6 Responses to “Philosophy of Ministry”

  1. Anonymous Gman 

    I think they want a short philosophy not a thesis ... LOL.

    Mine is: Youth Ministry is where a young person has a personal relationship with Jesus Christ and along with other students and adults establish a Christian Community.

  2. Anonymous Jason 

    Gman,

    Thanks for the first statement. I think that you are right, about churches not wanting a thesis but a statement. I guess, I was under the impression that a phil. of ministry was supposed to be longer.

  3. Anonymous J-Wild 

    I would encourage you to boil it down more. The length and explination resemble a "method" of ministry. To be clear your philosophy is right on. There isn't anything misguided or flawed in it. It's just cluttered.

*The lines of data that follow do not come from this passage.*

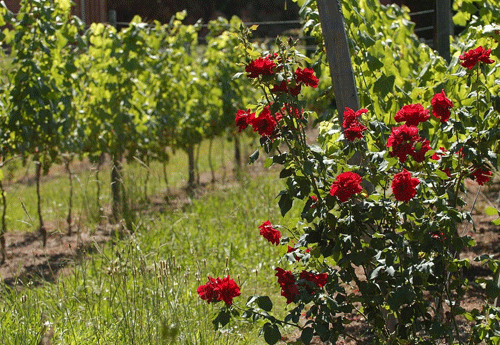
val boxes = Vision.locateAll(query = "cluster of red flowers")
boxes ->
[235,106,277,137]
[387,103,433,163]
[275,267,327,304]
[342,107,367,141]
[197,275,241,305]
[459,46,495,70]
[259,220,281,245]
[330,171,363,203]
[245,53,318,97]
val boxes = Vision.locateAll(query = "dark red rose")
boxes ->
[391,169,420,202]
[342,107,368,142]
[470,168,492,185]
[460,46,495,69]
[250,106,277,137]
[386,124,420,163]
[410,138,431,162]
[235,109,255,133]
[259,220,281,245]
[245,56,276,78]
[299,271,328,288]
[431,90,453,123]
[270,79,289,94]
[275,267,299,304]
[394,103,430,126]
[197,275,241,305]
[295,67,318,88]
[330,172,363,203]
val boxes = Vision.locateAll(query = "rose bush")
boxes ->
[199,18,500,345]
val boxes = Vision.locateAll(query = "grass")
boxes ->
[0,136,300,344]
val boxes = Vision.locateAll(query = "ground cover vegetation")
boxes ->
[198,0,500,344]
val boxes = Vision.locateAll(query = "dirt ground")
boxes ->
[0,159,498,344]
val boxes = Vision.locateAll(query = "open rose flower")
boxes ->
[295,67,319,88]
[410,138,431,163]
[299,271,328,291]
[197,275,241,305]
[342,107,367,141]
[431,90,453,123]
[275,267,299,304]
[394,103,430,126]
[459,46,495,69]
[391,169,420,202]
[245,56,276,78]
[249,106,277,137]
[470,168,492,185]
[235,109,255,133]
[330,172,363,203]
[386,124,420,163]
[259,220,281,245]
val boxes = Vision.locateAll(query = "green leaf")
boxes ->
[264,157,273,168]
[278,192,293,217]
[493,218,500,226]
[373,75,395,98]
[300,327,314,344]
[486,280,500,300]
[485,207,499,217]
[249,149,259,164]
[256,296,273,312]
[213,309,231,330]
[262,323,281,345]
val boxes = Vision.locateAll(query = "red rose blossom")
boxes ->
[431,90,453,123]
[197,275,241,305]
[259,220,281,245]
[295,67,319,88]
[342,107,368,142]
[391,169,420,202]
[250,106,277,137]
[330,172,363,203]
[275,267,299,304]
[410,138,431,163]
[386,124,420,163]
[394,103,430,126]
[460,46,495,69]
[245,57,276,78]
[299,271,328,289]
[470,168,492,185]
[235,109,255,133]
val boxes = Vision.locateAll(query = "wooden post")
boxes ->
[316,0,360,125]
[434,0,451,62]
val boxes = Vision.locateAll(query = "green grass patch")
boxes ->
[0,158,300,344]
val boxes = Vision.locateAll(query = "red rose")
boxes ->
[295,67,319,88]
[431,90,453,123]
[394,103,430,126]
[330,171,363,203]
[235,109,255,133]
[259,220,281,245]
[391,169,420,202]
[250,106,277,137]
[275,267,299,304]
[245,56,276,78]
[270,80,289,94]
[197,275,241,305]
[299,271,328,288]
[459,46,495,69]
[470,168,492,185]
[410,138,431,163]
[342,107,368,142]
[386,124,419,163]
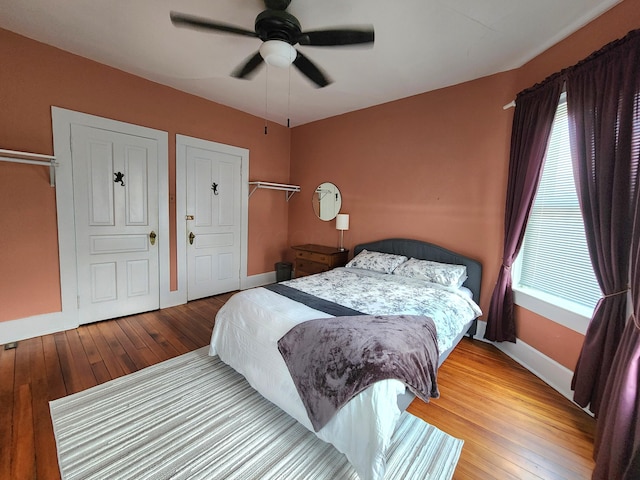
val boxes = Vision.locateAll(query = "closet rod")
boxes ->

    Truth be told I don't really have a written philosophy of ministry. But if I had to come up with one today I think it would be something like this:

    "To participate in the work of God's transformative spirit in the lives of teenagers inside and outside of the church."

  4. Anonymous FRQSTR=18990653x219050:1:1440|18990653|18990653|18990653|18990653 

    I liked what you had to say about supplementing the role of the family - equipping parents to fellowship with their own kids more effectively. I'm interviewing for a youth ministry position sometime this week, and this element of the role hadn't really struck me yet.

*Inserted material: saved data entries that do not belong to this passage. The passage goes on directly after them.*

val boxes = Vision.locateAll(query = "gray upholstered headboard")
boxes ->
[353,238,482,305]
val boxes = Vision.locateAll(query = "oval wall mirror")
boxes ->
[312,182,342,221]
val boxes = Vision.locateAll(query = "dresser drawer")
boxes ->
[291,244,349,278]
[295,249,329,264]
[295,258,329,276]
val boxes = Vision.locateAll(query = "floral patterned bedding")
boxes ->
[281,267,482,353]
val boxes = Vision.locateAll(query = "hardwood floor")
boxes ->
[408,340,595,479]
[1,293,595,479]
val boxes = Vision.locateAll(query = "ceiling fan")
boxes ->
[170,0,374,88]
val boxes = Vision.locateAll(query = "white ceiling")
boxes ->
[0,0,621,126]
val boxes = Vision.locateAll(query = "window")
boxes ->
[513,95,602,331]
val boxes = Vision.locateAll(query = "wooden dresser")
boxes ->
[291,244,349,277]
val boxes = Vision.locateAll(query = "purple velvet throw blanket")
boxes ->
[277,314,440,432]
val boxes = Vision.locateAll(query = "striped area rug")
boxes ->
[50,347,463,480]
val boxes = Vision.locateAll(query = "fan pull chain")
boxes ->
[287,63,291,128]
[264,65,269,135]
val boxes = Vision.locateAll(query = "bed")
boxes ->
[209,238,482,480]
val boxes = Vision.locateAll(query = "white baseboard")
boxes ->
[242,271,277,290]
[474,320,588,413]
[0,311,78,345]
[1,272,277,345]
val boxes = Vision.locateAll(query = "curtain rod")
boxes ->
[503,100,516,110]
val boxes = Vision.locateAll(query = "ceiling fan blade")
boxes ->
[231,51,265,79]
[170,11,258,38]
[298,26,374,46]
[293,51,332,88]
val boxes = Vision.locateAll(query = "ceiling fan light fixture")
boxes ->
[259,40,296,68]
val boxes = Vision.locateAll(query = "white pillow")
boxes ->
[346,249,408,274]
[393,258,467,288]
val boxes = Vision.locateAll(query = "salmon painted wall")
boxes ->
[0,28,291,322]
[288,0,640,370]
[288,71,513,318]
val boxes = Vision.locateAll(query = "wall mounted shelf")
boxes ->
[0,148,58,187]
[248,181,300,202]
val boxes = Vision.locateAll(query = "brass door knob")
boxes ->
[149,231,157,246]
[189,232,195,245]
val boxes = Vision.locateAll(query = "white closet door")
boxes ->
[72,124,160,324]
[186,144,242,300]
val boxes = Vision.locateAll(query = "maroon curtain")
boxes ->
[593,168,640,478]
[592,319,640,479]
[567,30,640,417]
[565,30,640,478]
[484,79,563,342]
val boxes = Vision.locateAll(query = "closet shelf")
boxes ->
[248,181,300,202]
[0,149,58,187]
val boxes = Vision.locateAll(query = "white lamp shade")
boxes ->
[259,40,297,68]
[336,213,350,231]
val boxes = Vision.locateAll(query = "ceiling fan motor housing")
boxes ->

    I'm thinking of writing out a few pages like you did, not necessarily to hand a copy over to the church, but to clarify my own beliefs about what the whole purpose is.

    One thing that you didn't really touch on that I think is important is setting the youth up to be integral members of the body of Christ in their own service. Often youth are treated as the objects of our ministry - who we are ministering to - rather than sent out as disciples - who we are ministring with. If they are Christians, they are on mission with the rest of the church. My opinion is that inter-generational community helps make this possible.

    Just two cents - thanks for giving me some thoughts.

  5. Anonymous Ali Campbell 

    Ministry is service in the sense of the call to be a "deacon" - in my ministry to youth I want to serve Christ, serve the young people and serve the wider Church. My personal philosophy is to "pass on Christ" and point to Jesus in all that I do (it's an aim, even if I don't manage it!). I seek to serve with passion, with humility, build teams and in all things honour Christ, the young people and those who work with me. My desire is also to get out of the way as young people and young leaders come through - that they might take the lead . . .

  6. Anonymous Rick Odell 

    Mine boils down to this... Ephesians 4... equipping God's people for the good works He prepared in advance for them to do.